Justine Bergère, directrice adjointe de l’Urssaf Pays de la Loire, fait un point d’étape sur les effets de la crise sanitaire sur la santé des entreprises régionales. L'Urssaf participera en septembre aux réunions des comités départementaux de sortie de crise afin d’aider les entreprises en difficulté à rebondir.

Justine Bergère, directrice régionale adjointe de l’Urssaf en Pays de la Loire.
Justine Bergère, directrice régionale adjointe de l’Urssaf en Pays de la Loire. — Photo : Urssaf

Quel est l’impact de la crise sanitaire sur la santé des entreprises des Pays de la Loire ?

Depuis le début de la crise sanitaire, nous avons déployé des mesures exceptionnelles comme le report de paiement et, dans le même temps, nous avons continué à garantir le financement de la protection sociale, jouant ainsi un rôle d’amortisseur social. Nous avons comptabilisé près de 2,9 milliards d’euros de reports de cotisations entre avril 2020 et avril 2021. Nous avons récolté 97,3 % des montants, contre 96,2 % au niveau national. L’impact économique n’est pas neutre mais nous faisons partie des régions qui ont un peu moins souffert. On constate par ailleurs que la crise n’a pas freiné les créations d’entreprises dans la région.

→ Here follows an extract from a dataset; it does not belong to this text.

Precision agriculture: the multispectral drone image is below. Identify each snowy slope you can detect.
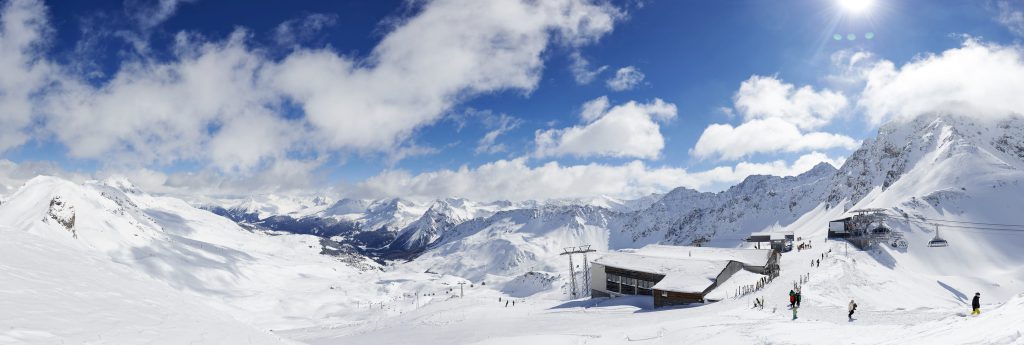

Comment s’annoncent les prochaines semaines ? Faut-il craindre des défaillances d’entreprises ?

Aujourd’hui, le plan de sortie de crise du gouvernement cible les entreprises qui peuvent rencontrer des difficultés. Au sein de l'Urssaf, nous sommes sur une reprise progressive du recouvrement. Sans surprise, les secteurs les plus fragiles sont ceux qui accueillent du public, comme les cafés-hôtels-restaurants. Pour chaque entreprise, on propose un échéancier de paiement renégociable. Elle a la possibilité de renégocier ce plan dans la limite de 36 mois.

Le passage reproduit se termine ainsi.